The next question, then, is whether it “conflicts with” virtue. There the answer depends on whether you are a lay or a strict Stoic. For the lay Stoic (i.e., most of us) the answer is no, unless you indulge in so much of the leisurely activity that it begins to interfere with your duties as a human being. If, say, you play video games so much that you neglect your family, friends, and profession, then your video gaming is interfering with your virtue, and it ought to be curtailed. But if you are simply using the activity as a past time to relax, then there is no harm, and indeed, relaxation is something that is both necessary for human beings and probably helpful in the practice of virtue. Seneca agreed. At the end of On Tranquillity of Mind he writes:
“Cato used to refresh his mind with wine after he had wearied it with application to affairs of state, and Scipio would move his triumphal and soldierly limbs to the sound of music. … It does good also to take walks out of doors, that our spirits may be raised and refreshed by the open air and fresh breeze: sometimes we gain strength by driving in a carriage, by travel, by change of air, or by social meals and a more generous allowance of wine: at times we ought to drink even to intoxication, not so as to drown, but merely to dip ourselves in wine: for wine washes away troubles and dislodges them from the depths of the mind, and acts as a remedy to sorrow as it does to some diseases.”
However, if your goal is to practice Stoicism in the strict sense, i.e., to approach the level of “virtuosity” about your agency that Larry Becker talks about in his A New Stoicism, then you may want to be very cautious about how you spend your limited time on earth, focusing as much as possible on “indifferents” that are preferred not merely because they are not in conflict with virtue, but because they positively help us to practice virtue. Seneca has something to say here too. In his first letter to his friend Lucilius he writes:
“Furthermore, if you will pay close heed to the problem, you will find that the largest portion of our life passes while we are doing ill, a goodly share while we are doing nothing, and the whole while we are doing that which is not to the purpose.” (I.1)

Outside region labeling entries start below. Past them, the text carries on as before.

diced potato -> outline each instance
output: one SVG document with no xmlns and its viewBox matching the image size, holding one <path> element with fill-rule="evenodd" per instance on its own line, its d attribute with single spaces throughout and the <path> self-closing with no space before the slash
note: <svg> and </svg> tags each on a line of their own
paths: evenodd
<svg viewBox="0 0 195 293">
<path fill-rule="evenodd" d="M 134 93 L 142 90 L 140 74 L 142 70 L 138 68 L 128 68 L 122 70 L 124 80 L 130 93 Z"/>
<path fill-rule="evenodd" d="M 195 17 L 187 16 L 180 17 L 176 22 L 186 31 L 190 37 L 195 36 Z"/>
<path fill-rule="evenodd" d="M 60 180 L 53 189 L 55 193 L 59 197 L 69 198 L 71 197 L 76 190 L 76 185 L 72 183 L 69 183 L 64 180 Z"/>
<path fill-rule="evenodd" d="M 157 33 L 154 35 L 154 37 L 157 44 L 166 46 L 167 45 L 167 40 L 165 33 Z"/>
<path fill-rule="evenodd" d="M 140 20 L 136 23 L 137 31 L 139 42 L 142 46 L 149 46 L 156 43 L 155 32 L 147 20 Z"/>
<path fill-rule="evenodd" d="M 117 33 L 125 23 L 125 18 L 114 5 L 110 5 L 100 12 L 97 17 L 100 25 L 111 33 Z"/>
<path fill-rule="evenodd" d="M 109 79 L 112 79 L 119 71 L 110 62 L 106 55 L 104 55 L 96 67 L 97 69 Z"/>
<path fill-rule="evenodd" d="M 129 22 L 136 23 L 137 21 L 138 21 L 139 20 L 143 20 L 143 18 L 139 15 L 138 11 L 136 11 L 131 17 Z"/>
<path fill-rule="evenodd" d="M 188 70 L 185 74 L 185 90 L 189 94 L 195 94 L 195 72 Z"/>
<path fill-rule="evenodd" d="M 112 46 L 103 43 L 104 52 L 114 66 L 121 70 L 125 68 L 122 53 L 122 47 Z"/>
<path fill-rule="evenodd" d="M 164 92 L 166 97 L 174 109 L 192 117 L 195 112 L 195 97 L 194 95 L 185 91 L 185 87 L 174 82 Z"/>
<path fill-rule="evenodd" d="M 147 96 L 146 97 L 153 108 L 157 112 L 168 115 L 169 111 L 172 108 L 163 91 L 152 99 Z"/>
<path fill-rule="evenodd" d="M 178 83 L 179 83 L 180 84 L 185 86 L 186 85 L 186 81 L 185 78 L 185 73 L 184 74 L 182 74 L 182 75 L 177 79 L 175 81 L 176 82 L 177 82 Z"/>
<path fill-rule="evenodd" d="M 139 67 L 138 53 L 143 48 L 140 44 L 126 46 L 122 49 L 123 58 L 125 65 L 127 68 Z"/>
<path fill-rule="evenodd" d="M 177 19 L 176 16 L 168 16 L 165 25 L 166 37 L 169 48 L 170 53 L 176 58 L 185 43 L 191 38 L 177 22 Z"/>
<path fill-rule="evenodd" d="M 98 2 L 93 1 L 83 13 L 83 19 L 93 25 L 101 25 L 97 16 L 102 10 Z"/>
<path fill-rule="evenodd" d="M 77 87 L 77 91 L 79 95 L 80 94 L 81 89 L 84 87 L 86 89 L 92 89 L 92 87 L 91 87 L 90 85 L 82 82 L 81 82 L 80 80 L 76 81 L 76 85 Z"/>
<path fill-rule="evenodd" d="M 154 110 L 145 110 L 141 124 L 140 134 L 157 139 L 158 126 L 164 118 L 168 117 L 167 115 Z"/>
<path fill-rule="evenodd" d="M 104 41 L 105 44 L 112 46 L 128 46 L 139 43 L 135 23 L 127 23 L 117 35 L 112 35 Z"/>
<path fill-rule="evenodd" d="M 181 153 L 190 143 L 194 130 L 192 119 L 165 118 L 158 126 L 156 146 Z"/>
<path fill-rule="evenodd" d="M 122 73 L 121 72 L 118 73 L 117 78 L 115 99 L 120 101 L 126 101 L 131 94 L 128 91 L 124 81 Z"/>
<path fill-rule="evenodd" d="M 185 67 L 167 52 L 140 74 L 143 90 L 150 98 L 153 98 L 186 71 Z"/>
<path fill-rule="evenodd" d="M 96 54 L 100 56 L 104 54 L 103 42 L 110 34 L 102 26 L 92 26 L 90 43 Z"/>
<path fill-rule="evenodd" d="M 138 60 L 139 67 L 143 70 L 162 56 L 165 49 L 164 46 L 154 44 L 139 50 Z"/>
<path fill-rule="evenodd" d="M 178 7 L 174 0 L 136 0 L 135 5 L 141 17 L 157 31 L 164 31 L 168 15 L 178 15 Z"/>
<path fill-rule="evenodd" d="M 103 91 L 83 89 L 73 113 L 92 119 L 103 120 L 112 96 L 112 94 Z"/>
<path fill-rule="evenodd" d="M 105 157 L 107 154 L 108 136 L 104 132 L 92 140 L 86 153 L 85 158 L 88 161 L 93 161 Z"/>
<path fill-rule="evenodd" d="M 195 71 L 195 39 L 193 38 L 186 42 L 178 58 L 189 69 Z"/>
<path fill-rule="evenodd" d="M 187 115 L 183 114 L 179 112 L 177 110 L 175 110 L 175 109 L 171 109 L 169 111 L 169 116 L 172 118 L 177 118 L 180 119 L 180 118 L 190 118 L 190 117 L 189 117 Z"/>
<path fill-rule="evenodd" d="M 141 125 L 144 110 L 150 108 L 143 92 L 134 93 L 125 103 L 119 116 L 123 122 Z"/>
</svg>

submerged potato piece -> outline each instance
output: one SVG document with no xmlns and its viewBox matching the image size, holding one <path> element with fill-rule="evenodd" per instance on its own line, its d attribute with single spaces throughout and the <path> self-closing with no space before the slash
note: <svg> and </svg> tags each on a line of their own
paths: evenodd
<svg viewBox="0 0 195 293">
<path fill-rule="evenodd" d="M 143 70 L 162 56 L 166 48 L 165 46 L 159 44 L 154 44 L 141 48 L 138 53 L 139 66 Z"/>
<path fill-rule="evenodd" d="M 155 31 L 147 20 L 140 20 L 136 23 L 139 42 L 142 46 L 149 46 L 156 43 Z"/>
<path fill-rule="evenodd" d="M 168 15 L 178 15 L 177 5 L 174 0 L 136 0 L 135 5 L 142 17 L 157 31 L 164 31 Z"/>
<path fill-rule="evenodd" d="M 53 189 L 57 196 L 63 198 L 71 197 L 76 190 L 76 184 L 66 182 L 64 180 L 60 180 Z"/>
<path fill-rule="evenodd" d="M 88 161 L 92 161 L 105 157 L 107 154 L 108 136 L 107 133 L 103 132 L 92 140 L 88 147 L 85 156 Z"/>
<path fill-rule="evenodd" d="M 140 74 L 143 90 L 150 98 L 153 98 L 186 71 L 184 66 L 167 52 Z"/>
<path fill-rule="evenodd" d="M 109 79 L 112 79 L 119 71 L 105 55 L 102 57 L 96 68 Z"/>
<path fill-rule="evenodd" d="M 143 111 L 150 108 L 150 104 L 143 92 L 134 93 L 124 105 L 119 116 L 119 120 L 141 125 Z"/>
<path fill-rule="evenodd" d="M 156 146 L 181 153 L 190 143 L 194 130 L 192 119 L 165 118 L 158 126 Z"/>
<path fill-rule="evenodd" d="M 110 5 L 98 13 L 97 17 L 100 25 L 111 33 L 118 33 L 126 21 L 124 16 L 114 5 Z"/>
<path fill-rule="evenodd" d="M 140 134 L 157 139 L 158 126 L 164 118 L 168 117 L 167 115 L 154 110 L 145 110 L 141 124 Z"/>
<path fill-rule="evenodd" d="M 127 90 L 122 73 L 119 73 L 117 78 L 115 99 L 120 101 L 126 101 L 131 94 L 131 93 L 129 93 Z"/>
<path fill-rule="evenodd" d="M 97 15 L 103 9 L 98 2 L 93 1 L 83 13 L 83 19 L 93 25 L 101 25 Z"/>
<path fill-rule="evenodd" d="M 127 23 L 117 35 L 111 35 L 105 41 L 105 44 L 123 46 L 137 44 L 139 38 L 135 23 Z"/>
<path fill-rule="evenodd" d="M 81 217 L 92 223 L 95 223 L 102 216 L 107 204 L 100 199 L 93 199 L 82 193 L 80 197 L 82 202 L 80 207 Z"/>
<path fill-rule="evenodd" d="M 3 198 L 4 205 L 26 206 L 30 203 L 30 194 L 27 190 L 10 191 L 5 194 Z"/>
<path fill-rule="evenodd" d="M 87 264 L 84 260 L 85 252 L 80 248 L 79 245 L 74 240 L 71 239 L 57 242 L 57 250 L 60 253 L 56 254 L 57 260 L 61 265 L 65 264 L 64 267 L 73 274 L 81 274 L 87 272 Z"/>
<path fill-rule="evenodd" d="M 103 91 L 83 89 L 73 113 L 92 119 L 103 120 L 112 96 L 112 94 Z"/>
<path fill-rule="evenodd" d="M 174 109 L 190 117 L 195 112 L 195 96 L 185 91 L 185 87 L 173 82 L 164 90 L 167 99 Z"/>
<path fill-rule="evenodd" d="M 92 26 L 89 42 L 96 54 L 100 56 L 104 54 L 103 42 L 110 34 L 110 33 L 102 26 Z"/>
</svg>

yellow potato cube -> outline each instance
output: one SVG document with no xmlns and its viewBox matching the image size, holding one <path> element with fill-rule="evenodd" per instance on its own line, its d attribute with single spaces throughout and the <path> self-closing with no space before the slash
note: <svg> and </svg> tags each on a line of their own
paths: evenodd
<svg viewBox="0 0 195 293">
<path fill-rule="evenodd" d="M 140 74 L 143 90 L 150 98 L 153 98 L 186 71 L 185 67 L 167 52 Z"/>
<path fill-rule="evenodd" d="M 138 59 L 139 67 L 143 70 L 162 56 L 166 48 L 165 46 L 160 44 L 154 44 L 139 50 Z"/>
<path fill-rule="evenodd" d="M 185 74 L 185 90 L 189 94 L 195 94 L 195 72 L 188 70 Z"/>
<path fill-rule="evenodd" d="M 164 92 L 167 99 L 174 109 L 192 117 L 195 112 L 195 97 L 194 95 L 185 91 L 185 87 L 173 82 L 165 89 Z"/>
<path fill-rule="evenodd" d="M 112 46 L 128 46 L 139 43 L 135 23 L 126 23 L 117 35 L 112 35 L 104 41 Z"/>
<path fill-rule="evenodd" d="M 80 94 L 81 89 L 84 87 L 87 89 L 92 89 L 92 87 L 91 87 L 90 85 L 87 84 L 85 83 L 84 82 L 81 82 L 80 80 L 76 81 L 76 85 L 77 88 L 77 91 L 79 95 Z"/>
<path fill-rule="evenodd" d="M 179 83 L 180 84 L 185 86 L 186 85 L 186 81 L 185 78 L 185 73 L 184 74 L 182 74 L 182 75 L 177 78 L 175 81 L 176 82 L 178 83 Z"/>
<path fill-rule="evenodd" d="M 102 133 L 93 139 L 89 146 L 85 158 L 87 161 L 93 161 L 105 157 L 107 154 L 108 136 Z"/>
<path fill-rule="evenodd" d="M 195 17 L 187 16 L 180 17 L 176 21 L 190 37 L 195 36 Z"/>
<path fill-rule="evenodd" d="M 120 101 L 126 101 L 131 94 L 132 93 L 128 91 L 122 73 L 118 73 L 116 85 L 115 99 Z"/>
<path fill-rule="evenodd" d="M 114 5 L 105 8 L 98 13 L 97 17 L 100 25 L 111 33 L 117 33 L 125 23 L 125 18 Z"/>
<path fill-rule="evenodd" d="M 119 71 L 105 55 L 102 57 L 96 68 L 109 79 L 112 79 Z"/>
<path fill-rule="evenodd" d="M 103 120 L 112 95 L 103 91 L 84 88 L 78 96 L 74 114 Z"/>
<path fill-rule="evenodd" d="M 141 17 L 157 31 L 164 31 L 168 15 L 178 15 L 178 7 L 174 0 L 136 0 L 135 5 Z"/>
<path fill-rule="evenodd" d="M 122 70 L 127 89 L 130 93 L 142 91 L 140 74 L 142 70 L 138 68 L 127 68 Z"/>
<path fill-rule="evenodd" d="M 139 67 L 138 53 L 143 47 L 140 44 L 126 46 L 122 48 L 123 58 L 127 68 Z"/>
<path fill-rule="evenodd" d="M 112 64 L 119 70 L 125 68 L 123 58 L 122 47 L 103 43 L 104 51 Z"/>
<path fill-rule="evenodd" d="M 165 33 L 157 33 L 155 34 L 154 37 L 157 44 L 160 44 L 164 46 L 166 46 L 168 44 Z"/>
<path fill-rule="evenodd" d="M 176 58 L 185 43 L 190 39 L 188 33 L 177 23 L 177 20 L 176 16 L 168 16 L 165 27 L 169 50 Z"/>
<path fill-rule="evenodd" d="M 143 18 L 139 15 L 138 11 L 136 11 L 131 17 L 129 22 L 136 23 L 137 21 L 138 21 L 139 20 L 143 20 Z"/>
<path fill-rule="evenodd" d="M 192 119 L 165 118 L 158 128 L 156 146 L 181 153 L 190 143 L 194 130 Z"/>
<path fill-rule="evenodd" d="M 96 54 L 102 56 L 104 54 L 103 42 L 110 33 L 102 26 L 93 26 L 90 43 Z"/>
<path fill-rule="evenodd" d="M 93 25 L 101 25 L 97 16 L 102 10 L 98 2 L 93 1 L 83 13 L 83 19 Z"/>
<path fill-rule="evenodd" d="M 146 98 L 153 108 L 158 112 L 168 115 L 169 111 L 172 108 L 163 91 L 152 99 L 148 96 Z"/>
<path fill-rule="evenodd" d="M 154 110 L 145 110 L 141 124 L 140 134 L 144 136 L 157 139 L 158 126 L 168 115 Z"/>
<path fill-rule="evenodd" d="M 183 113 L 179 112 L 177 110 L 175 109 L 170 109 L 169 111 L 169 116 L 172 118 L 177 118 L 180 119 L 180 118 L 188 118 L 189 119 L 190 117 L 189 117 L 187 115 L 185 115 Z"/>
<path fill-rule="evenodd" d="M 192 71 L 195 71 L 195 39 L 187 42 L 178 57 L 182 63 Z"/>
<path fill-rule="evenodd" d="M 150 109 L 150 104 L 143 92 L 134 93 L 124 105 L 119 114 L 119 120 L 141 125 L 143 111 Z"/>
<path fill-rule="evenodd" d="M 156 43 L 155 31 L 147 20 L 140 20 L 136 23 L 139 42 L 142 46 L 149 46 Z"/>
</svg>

To which, shortly thereafter, he adds:
“Hold every hour in your grasp. Lay hold of to-day’s task, and you will not need to depend so much upon to-morrow’s. While we are postponing, life speeds by.” (I.22)
“For, as our ancestors believed, it is too late to spare when you reach the dregs of the cask. Of that which remains at the bottom, the amount is slight, and the quality is vile.” (I.5)
So far, I have articulated the answer to your question as if it were dichotomous: you are either a lay or a strict Stoic. But, more sensibly, this is really a continuum, unlike the cases I referred to above, of lay Christians and Buddhists contrasted with monks. While there is a somewhat sharp distinction there — you either are a monk, in which case you are supposed to follow certain strict practices and rules of conduct, or you are not — there is no monkhood in Stoicism (thank Zeus!). Indeed, Zeno of Citium apparently explicitly wrote in his Republic that there would be no temples in the ideal Stoic society (Diogenes Laertius, Lives of the Eminent Philosophers, VII.33).
This means that we should really think of preferred / dispreferred indifferents as a gradient: at a minimum, an indifferent is preferred if it doesn’t positively get in the way of practicing virtue; at the opposite extreme, indifferents are preferred only insofar they directly help us to practice virtue. And here is a bonus: we can use this idea of a continuum as a metric to assess progress in our practice. The closer we get to the “strict” end of the spectrum, the more advanced we are as prokoptontes and prokoptousai (male and female for “those who make progress”).